Open Science on a Global Stage

The United Nations' Dag Hammarskjöld Library hosted a world-class, virtual Open Science Conference over 3 half-days, 21-23 July 2021. Designed to include speakers from around the globe, its tag line was "From Tackling the Pandemic to Addressing Climate Change". The host for the event, Thanos Giannakopolous, Chief Librarian at the Dag Hammarskjöld Library, kept the conference on an even keel, despite a few technical hiccups.

The Second UN Open Science Conference  celebrated the role of open science in affecting policy making, both on a global and local scale, with an active Twitter feed (#openscienceUN). Integral to the UN’s Sustainable Development Goals (SDGs), the open science movement is of interest, not only to librarians, but also to researchers, scientists, funders, governments, non-governmental organisations, and the general public.

UNESCO Recommendation on Open Science

Most impressive was the calibre of the speakers at the conference. The opening address by Shamila Nair-Bedouelle, Assistant Director General of UNESCO, was inspiring. Stating that “Science is all around us”, she stressed the importance of science literacy and called on us to recognize the importance of scientific humanists. Describing a science camp for girls in rural areas, she said we need to encourage women’s involvement with science and promote science in the developing world. She spoke at length about the UNESCO Recommendation on Open Science, scheduled for adoption by Member States this year.

“The Recommendation is expected to define shared values and principles for Open Science, and identify concrete measures on Open Access and Open Data, with proposals to bring citizens closer to science and commitments to facilitate the production and dissemination of scientific knowledge around the world.
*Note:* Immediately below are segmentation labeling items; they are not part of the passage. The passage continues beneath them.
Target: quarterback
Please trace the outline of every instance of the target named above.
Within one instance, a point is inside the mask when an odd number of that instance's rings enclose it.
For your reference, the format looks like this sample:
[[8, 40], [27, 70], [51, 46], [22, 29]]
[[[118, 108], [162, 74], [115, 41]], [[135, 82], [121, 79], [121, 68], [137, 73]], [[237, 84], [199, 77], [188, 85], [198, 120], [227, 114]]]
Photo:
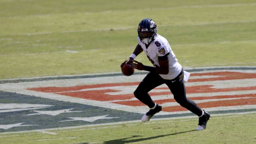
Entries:
[[[150, 108], [143, 116], [142, 121], [149, 121], [155, 114], [161, 111], [162, 106], [154, 102], [148, 92], [165, 84], [177, 103], [199, 117], [197, 130], [205, 129], [210, 114], [187, 98], [184, 82], [187, 81], [190, 74], [183, 70], [167, 40], [158, 34], [155, 22], [150, 18], [143, 19], [139, 24], [137, 31], [138, 43], [129, 59], [121, 64], [121, 67], [130, 63], [135, 69], [149, 72], [134, 92], [135, 97]], [[142, 52], [153, 66], [145, 65], [134, 60]]]

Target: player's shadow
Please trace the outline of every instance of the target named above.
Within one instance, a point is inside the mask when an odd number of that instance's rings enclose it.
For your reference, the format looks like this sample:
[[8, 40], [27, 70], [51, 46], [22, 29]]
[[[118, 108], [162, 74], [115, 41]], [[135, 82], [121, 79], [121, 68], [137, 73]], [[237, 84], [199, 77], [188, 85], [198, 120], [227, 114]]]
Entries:
[[[108, 140], [107, 141], [103, 142], [103, 143], [104, 144], [128, 144], [130, 143], [134, 143], [134, 142], [139, 142], [142, 141], [143, 140], [149, 140], [150, 139], [156, 139], [157, 138], [161, 138], [162, 137], [167, 136], [169, 135], [175, 135], [176, 134], [180, 134], [183, 133], [188, 133], [189, 132], [193, 132], [194, 131], [196, 131], [196, 130], [189, 130], [185, 132], [179, 132], [178, 133], [171, 133], [170, 134], [165, 134], [165, 135], [159, 135], [158, 136], [156, 136], [155, 137], [150, 137], [149, 138], [142, 138], [140, 139], [131, 139], [131, 140], [128, 140], [128, 139], [132, 138], [137, 138], [138, 137], [142, 137], [142, 136], [140, 135], [133, 135], [131, 137], [130, 137], [129, 138], [124, 138], [123, 139], [114, 139], [113, 140]], [[86, 144], [86, 143], [84, 143], [83, 144]]]

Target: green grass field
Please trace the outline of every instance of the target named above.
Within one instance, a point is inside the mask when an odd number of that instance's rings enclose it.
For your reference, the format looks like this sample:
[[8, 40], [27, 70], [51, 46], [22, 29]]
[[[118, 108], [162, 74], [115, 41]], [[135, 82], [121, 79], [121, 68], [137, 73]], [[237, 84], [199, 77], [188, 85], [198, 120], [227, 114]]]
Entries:
[[[144, 18], [185, 68], [255, 66], [255, 0], [0, 0], [0, 79], [121, 73]], [[195, 117], [7, 133], [0, 143], [252, 144], [255, 118], [217, 116], [199, 132]]]

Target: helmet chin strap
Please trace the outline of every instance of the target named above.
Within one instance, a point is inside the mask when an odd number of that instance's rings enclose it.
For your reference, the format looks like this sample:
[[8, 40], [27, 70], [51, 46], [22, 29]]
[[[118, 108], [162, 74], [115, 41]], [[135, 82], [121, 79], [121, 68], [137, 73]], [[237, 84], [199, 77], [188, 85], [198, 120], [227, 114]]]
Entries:
[[142, 39], [142, 41], [143, 41], [143, 42], [144, 43], [148, 44], [149, 43], [151, 42], [151, 41], [152, 39], [152, 38], [143, 38]]

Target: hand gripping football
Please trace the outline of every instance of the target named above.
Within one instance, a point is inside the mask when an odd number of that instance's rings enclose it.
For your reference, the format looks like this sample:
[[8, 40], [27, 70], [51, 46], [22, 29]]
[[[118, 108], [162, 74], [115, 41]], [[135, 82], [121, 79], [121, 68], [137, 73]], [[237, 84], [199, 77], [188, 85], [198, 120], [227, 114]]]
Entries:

The Recommendation will be developed through a regionally balanced, multistakeholder, inclusive and transparent consultation process.”

Reforming scientific publishing

Keynoting the second day was Geoffrey Boulton, International Science Council. He called for urgent reforms in publishing. Normalise pre-prints, open licenses and citable data publication. Implement novel peer review, platform-agnostic discovery services, and global curation infrastructures for the Record of Science. Establish governance within the science community that provides incentives from bibliometric to open science, is globally inclusive/nationally efficient, and has distributed functions/common standards.

Bolton’s wake up call for the new normal of open science included the exhortation to act early and act hard. Covid is a stress test for science, he thinks, and not only is there no silver bullet for open science since the need for political will to instigate change is necessary, but also there is no vaccine for climate change.

Science can make enormous contributions to our understanding of climate change and pandemic parameters, but only if it is freely accessible, widely and well communicated, and equitable. The issue of equity and inclusiveness is particularly relevant to the openness of scientific information, as many conference speakers alluded to, since the consequences of climate change and the pandemic are global but not always evenly distributed.

Communication, publishing, funding and the future

Several themes emerged from the conference. The role of open science, particularly in relation to the SDGs, lies in better communication of scientific principles, research and knowledge to the general public. As Nair- Bedouelle commented, the pandemic educated people about vaccines. At the same time, the spread of misinformation grew alarmingly, as many speakers acknowledged.

A second theme revolved around funding. The long-held publishing model needs to change if open science is to truly become a reality. “The print journal is dead, an anachronism” was expressed often. Current metrics were criticized as too frequently supporting the status quo and not allowing sufficient equity among global researchers. Exactly how publishing should change is not yet clear, but that it should change to encourage affordable access to scientific information is essential to combatting misinformation and to encouraging research in all parts of the world.

Overall, the conference presented multiple views on public policy around open science. Stirring, inspiring, and enriching talks illuminated the challenges and successes of open science. A few more voices from the library community, however, would have been welcome, to reinforce to policy makers, researchers, professors and thought leaders the intricate involvement of librarians with open science.